# How many grams of shrooms do you eat for a normal trip?



## sonix

i read on erowid that people eat 2.5 g as common but ive never heard of anyone eating half an eighth of mushrooms its always 4 g for a full trip of any mushrooms but i usually eat one and a half - 4 eighths for one trip the most ive eaten is  30 g of cyenesis mushrooms dumb idea but that was like an acid trip. so how much shrooms do you guys usually eat and why that ammount?


----------



## d-Dexter-25

30g was like an acid trip???? Even weak cubensis mushrooms would rock your world at 30g!!! Also it varies so much even if you grow them they vary which does'nt include the storage and handleing that would take place if you get em off the street!!! Uusally most ones found or grown are Psilocybe Cubensis and they vary based on things like the substrain type which even varies among not only other suppliers but also varies itself too. The growing conditions effect it alot as well and usually indoor grown mushrooms are more potent and outdoor grown are more potent then wild.
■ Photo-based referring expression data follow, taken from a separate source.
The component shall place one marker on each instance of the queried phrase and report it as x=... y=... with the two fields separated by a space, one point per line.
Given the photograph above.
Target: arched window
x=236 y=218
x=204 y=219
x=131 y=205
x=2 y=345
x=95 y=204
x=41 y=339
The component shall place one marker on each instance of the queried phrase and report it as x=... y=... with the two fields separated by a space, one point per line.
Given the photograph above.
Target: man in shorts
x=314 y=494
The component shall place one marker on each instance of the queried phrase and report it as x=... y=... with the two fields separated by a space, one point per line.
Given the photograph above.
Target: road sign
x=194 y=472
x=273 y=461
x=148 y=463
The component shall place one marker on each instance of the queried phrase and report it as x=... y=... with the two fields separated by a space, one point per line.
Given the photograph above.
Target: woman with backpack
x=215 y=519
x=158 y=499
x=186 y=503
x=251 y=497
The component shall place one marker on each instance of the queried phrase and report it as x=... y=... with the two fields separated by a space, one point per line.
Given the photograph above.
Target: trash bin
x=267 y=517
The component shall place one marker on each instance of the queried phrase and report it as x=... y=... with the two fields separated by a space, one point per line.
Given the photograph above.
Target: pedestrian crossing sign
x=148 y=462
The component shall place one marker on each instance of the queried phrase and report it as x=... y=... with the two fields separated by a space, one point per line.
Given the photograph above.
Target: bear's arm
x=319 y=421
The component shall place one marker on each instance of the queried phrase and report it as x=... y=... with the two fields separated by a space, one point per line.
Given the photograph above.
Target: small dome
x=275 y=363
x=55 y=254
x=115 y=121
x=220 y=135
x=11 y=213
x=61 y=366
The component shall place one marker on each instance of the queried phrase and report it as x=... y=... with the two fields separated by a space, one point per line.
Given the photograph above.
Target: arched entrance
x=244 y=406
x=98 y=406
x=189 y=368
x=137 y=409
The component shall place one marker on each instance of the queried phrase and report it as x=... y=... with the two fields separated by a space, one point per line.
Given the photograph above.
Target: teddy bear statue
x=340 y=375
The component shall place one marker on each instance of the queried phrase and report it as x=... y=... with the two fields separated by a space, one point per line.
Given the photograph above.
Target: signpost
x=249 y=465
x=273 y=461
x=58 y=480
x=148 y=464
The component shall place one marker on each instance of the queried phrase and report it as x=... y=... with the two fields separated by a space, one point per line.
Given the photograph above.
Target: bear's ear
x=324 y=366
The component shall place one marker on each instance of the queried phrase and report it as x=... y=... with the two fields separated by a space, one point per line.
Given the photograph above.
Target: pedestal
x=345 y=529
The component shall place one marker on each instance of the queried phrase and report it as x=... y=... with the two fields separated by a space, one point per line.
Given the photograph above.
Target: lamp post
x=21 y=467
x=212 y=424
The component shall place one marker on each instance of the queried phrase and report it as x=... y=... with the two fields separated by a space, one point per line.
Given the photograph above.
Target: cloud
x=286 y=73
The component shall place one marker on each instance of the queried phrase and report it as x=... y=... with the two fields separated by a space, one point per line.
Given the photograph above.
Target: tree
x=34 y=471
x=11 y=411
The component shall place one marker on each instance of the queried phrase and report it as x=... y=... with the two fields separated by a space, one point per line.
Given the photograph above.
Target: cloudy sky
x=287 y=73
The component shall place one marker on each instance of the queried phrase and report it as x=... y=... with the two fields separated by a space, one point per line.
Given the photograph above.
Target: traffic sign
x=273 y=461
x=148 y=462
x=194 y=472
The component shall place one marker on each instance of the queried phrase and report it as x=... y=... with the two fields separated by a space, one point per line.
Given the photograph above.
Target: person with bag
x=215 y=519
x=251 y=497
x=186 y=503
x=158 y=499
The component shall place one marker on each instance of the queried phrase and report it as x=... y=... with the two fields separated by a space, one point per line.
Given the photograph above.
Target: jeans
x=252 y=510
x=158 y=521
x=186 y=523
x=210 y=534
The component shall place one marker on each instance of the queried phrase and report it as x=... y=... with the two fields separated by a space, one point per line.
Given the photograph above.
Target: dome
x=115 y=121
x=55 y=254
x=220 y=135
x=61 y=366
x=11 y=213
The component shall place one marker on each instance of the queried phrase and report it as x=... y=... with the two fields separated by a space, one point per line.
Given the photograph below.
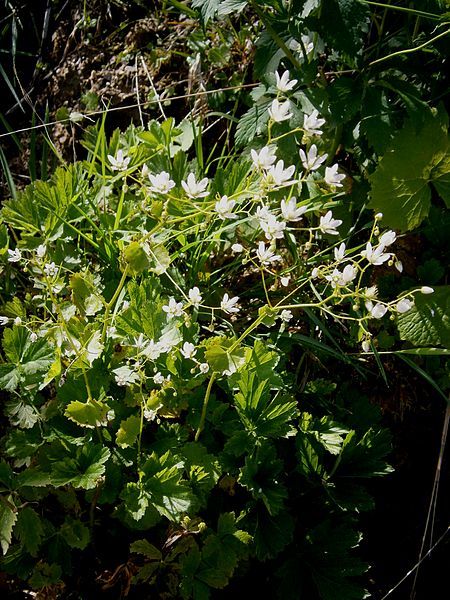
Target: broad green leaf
x=253 y=122
x=29 y=361
x=221 y=358
x=428 y=321
x=135 y=258
x=75 y=533
x=87 y=414
x=163 y=484
x=8 y=518
x=208 y=8
x=128 y=431
x=261 y=476
x=148 y=550
x=29 y=530
x=400 y=183
x=84 y=470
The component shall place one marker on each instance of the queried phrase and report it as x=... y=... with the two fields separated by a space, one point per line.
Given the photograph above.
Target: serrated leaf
x=208 y=8
x=135 y=258
x=428 y=321
x=222 y=358
x=253 y=122
x=83 y=470
x=400 y=183
x=166 y=490
x=128 y=432
x=261 y=475
x=75 y=533
x=144 y=547
x=29 y=530
x=87 y=414
x=29 y=361
x=8 y=518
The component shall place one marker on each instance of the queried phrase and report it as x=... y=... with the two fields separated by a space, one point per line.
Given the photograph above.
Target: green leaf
x=400 y=183
x=164 y=487
x=29 y=530
x=272 y=534
x=428 y=321
x=83 y=470
x=8 y=518
x=29 y=361
x=135 y=258
x=128 y=432
x=87 y=414
x=148 y=550
x=253 y=122
x=344 y=25
x=221 y=358
x=261 y=476
x=208 y=8
x=75 y=533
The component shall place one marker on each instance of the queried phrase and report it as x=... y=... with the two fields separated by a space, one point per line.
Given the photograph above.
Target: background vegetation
x=261 y=475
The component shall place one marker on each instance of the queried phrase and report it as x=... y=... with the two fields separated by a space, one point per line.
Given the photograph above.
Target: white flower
x=332 y=177
x=366 y=346
x=151 y=414
x=378 y=311
x=404 y=305
x=195 y=189
x=265 y=158
x=194 y=296
x=279 y=111
x=173 y=309
x=14 y=255
x=375 y=256
x=283 y=83
x=224 y=208
x=387 y=238
x=188 y=350
x=158 y=378
x=371 y=292
x=339 y=252
x=278 y=175
x=161 y=183
x=310 y=160
x=286 y=315
x=50 y=269
x=119 y=162
x=152 y=350
x=273 y=229
x=228 y=304
x=289 y=210
x=263 y=213
x=125 y=376
x=342 y=279
x=328 y=224
x=265 y=255
x=312 y=122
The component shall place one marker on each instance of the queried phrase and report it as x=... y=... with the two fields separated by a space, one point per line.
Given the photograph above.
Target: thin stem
x=201 y=425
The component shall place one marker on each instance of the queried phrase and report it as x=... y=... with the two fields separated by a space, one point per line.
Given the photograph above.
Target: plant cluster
x=166 y=323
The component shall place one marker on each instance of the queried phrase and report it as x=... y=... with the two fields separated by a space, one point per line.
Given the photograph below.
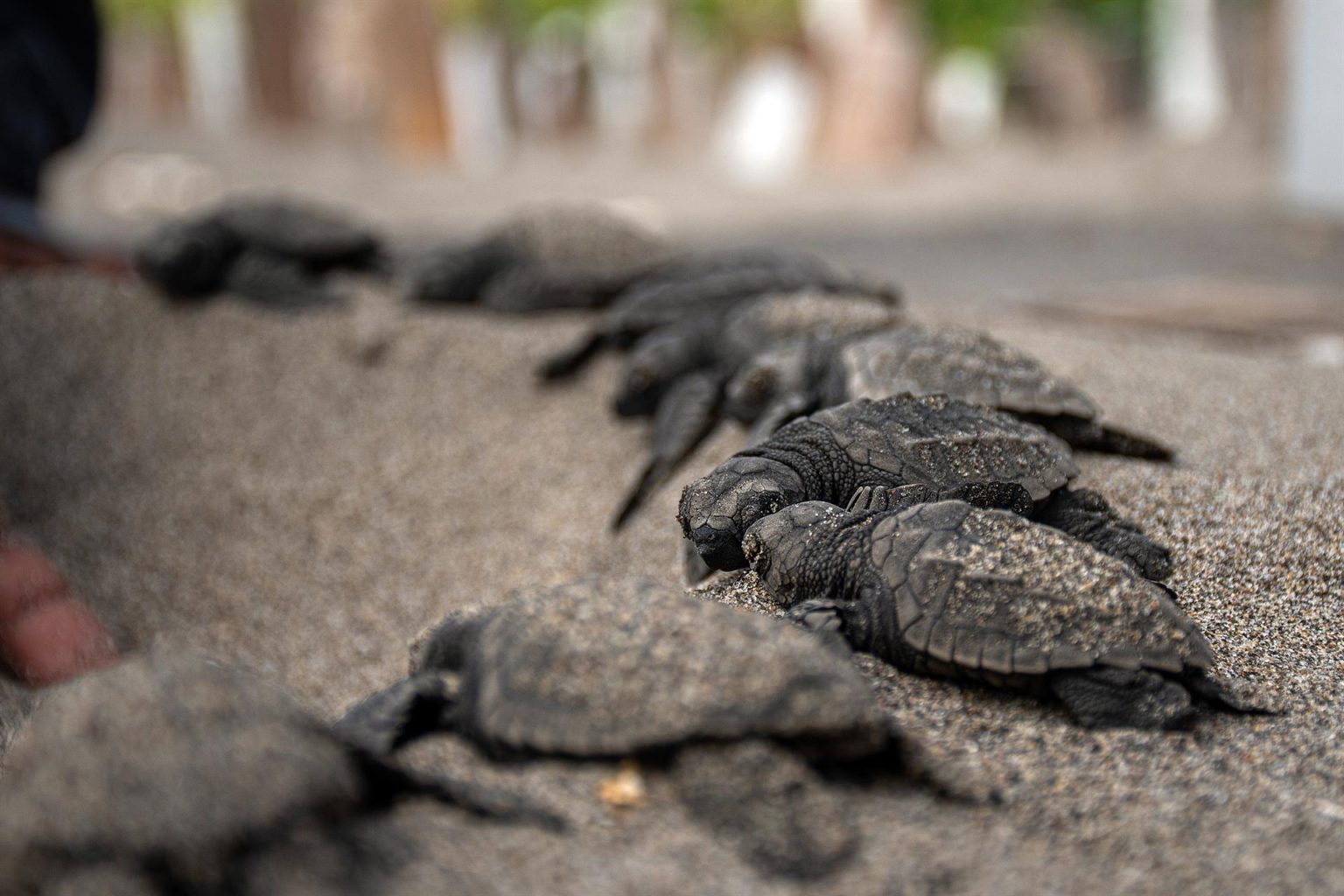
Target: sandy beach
x=303 y=494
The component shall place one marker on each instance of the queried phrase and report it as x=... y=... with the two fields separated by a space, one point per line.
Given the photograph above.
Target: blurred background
x=1051 y=143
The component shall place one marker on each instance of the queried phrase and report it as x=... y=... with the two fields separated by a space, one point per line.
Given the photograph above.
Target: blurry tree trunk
x=870 y=58
x=406 y=37
x=275 y=42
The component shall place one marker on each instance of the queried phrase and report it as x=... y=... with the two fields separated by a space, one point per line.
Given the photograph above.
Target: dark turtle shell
x=937 y=441
x=593 y=669
x=962 y=363
x=957 y=590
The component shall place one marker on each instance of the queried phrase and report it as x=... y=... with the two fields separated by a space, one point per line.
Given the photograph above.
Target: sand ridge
x=246 y=482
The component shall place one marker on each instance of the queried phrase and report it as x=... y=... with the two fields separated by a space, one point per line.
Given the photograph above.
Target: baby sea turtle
x=808 y=374
x=677 y=373
x=185 y=771
x=546 y=256
x=932 y=444
x=270 y=251
x=697 y=285
x=596 y=672
x=953 y=590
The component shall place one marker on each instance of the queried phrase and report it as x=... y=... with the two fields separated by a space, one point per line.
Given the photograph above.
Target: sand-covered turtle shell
x=941 y=442
x=584 y=238
x=593 y=669
x=165 y=754
x=990 y=592
x=300 y=230
x=965 y=364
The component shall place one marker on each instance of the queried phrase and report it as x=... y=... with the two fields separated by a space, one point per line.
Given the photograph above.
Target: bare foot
x=46 y=634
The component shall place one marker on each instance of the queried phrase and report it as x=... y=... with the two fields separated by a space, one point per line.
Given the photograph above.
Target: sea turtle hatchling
x=578 y=256
x=804 y=375
x=704 y=284
x=677 y=373
x=953 y=590
x=275 y=251
x=706 y=692
x=186 y=771
x=915 y=449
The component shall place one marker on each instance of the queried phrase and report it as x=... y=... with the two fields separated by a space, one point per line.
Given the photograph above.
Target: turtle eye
x=761 y=381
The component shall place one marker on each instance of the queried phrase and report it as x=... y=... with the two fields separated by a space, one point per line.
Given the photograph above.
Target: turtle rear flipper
x=391 y=718
x=574 y=359
x=1108 y=697
x=1231 y=695
x=990 y=496
x=1090 y=436
x=694 y=569
x=1086 y=516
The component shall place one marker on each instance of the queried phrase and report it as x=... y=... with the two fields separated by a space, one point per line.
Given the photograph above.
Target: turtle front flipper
x=824 y=618
x=874 y=499
x=774 y=808
x=686 y=416
x=569 y=361
x=1109 y=697
x=391 y=718
x=1086 y=516
x=780 y=413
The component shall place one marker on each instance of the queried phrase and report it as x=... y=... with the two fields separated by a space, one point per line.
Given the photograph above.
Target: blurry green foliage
x=975 y=24
x=742 y=22
x=516 y=12
x=1118 y=22
x=153 y=11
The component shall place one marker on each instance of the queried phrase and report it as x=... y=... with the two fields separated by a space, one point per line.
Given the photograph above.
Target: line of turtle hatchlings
x=962 y=552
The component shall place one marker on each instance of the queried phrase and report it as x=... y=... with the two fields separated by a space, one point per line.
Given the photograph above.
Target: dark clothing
x=49 y=80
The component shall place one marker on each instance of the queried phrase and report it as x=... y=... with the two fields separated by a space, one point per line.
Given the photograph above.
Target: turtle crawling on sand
x=953 y=590
x=704 y=284
x=804 y=375
x=917 y=448
x=185 y=775
x=742 y=710
x=677 y=373
x=275 y=251
x=547 y=256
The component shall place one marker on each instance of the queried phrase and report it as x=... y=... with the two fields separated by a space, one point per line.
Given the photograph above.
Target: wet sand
x=252 y=484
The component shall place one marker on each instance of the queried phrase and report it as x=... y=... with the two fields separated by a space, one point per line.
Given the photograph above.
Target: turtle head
x=188 y=260
x=782 y=547
x=766 y=379
x=717 y=509
x=458 y=273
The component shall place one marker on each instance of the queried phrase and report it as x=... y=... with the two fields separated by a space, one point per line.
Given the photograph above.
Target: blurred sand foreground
x=246 y=482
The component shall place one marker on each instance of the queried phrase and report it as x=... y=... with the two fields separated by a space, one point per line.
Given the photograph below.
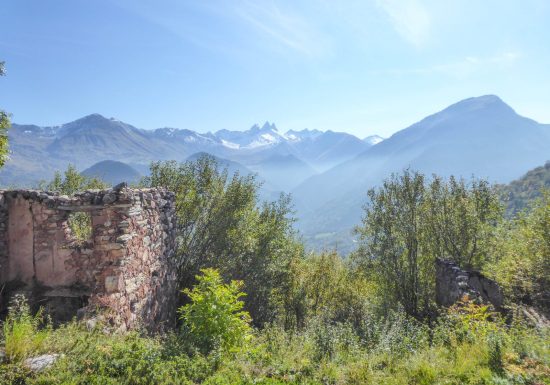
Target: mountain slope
x=84 y=138
x=113 y=172
x=478 y=136
x=519 y=193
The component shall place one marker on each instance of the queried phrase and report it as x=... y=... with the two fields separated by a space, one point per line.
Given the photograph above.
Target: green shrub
x=215 y=317
x=21 y=334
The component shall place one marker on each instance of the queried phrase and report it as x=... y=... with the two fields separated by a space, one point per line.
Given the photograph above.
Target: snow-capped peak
x=373 y=139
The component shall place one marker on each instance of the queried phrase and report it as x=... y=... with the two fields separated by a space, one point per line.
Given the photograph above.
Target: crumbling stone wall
x=452 y=283
x=126 y=266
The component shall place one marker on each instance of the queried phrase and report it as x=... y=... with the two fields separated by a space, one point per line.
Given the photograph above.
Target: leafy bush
x=21 y=334
x=215 y=317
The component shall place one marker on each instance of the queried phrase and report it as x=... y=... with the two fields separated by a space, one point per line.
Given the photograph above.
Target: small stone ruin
x=453 y=283
x=124 y=268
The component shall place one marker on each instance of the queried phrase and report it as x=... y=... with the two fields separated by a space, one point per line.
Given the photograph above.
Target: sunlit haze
x=364 y=67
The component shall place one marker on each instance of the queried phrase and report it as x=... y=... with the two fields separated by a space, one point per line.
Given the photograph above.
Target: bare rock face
x=125 y=267
x=452 y=283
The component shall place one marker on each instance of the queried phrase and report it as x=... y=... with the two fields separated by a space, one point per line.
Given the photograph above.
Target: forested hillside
x=256 y=308
x=518 y=194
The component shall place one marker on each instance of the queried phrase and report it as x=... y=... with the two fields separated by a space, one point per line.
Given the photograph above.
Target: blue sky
x=365 y=67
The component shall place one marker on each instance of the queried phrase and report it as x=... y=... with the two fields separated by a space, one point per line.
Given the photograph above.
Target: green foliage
x=4 y=126
x=70 y=183
x=467 y=346
x=323 y=285
x=409 y=222
x=215 y=317
x=518 y=195
x=222 y=224
x=521 y=263
x=20 y=331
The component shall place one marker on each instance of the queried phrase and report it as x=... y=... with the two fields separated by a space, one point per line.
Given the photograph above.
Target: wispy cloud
x=460 y=68
x=283 y=27
x=410 y=19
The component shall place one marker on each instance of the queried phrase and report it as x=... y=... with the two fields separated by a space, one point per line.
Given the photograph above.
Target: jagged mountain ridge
x=480 y=136
x=38 y=151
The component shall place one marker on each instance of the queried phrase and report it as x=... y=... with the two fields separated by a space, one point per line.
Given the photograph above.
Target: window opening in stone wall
x=80 y=224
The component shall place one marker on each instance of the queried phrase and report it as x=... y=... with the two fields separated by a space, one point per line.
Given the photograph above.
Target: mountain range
x=282 y=159
x=328 y=173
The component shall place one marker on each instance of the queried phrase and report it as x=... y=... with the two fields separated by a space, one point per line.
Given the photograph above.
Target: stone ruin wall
x=453 y=283
x=125 y=267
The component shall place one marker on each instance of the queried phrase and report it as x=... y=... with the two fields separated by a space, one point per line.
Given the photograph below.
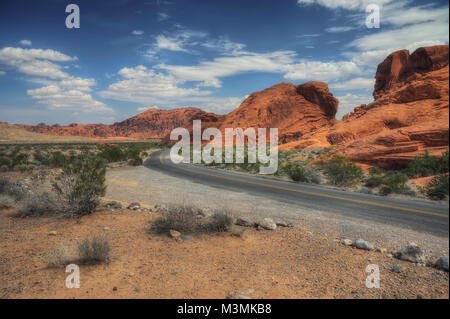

I would say to anyone start with 1.5g tops and assume that will kick your ass cause even cubensis can and will if they are potent!!! Now if there a more potent strain of mushroom like cyans or pans then start with just .5g and again assume that will kick your ass cause if its a potent mushroom for its strain then it will be strong!!! This is why I do not like Mushrooms for tripping unless your looking for trouble cause even when you grow the same strain it can come out different in potentcy which makes it hard to get a consistant dosage which bothers me alot. Also I do not touch any street LSD unless I work my way up because they vary so much its just stupid not to work your way up!!!


----------



## Cosmic Charlie

I think he meant to say he ate 30 grams of fresh mushrooms. If not that is a hell of a lot of dried shrooms to eat    When I take shrooms Ill usually take an 1/8 , if there real strong than half of that.


----------



## nuke

1.5-3.0 grams is more than enough, if I go higher I just get more delusional and have greater amnesia.


----------



## Hasso

It's difficult to say, due to varying potency from on strain to another. Then there are things like setting, and how you prepare them.... The most I've ever personally eaten is about seven dried grams (B+, personally grown) ground up and mixed in lemon juice, and that produced a trip so intense that I was effectively out of commission for about three or four hours (time ceased to exist). My body was essentially confined to bed; I could not walk if I tried - since 3d reality effectively disappeared...lol.
I've always found mushrooms, in the right dosage - to be far more intense than nearly any amount of acid... but that’s just me.


----------



## d-Dexter-25

sonix said:


> i read on erowid that people eat 2.5 g as common but ive never heard of anyone eating half an eighth of mushrooms its always 4 g for a full trip of any mushrooms but i usually eat one and a half - 4 eighths for one trip the most ive eaten is  30 g of cyenesis mushrooms dumb idea but that was like an acid trip. so how much shrooms do you guys usually eat and why that ammount?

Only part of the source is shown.